Other hostile bids over the past 14 years – including mining company Xstrata’s bid for counterpart Anglo American, Nedcor’s bid for Standard Bank, Harmony’s bid for Gold Fields and BHP Billiton’s bid for Rio Tinto – failed miserably.

Only a few, including the Japanese company Kansai Paint’s 2011 takeover of Freeworld Coatings, which manufactures the popular Plascon paints, succeeded.

Last March, Bidvest, then holding about 2.54% of Adcock, made a play for 60% of its target’s shares. It proposed to pay half the purchase price in cash at R65 a share, with the other half being the exchange of one Bidvest share for every four Adcock shares.

Adcock declined to present the offer to shareholders, instead presenting a similar cash and share offer from CFR worth R12.6?billion in September. On December 2, Bidvest retaliated with an all-cash offer of R70 for a smaller stake in the company, sparking a tug of war with CFR that saw the Chileans sweeten their offer to R12.8?billion by December 13.

Bidvest’s larger stake this week effectively killed the CFR bid because 75% of Adcock’s shareholders are needed to approve the deal.
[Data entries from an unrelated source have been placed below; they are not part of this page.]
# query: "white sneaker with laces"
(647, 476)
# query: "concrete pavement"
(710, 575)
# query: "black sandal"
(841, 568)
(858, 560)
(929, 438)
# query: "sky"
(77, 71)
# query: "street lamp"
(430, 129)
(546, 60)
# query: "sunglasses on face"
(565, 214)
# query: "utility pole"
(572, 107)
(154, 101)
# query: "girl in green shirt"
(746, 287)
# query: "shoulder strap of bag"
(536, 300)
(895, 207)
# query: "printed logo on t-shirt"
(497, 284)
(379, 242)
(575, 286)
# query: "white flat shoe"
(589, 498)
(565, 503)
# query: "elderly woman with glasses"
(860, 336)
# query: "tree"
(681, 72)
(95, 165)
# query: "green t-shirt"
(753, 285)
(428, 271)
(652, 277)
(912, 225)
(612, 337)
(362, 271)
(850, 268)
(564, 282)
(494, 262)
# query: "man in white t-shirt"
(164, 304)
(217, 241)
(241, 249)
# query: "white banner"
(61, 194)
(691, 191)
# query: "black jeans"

A few hours after Bidvest’s announcement on Friday morning, Adcock conceded defeat.

“The Bidvest consortium?...?is in a position to unilaterally block the approval of the [CFR] scheme,” it said. “The independent board cannot envisage a realistic basis on which the scheme will be approved.”

But Adcock would proceed with proposing CFR’s offer because it had to stick to the transaction implementation agreement, but said it would “urgently” engage with CFR on the implications of the new developments.

At Adcock’s annual general meeting later on Friday, chair Khotso Mokhele defended his board’s decision to go with CFR, saying it had conducted a vigorous process to assess a “number of proposals” that it had received.

“The board put before shareholders a proposal that it believed met its mandate and benchmarks,” he said. “This proposal was a strategic fit for the company. It provided long-term growth prospects and enjoyed strong support from Adcock Ingram shareholders.”

Bidvest, appearing to exercise its new-found muscle, booted Andrew Thompson – who was a member of the independent board committee that backed the CFR offer – off the Adcock board at the meeting.

The only other independent committee member eligible for re-election, Leon Schönknecht, did not avail himself. A spokesperson for CFR declined to comment on the latest developments.

» In the original version of this article, City Press incorrectly stated that Andrew Thompson had led the independent board committee that backed the CFR offer. Thompson was a member of the committee.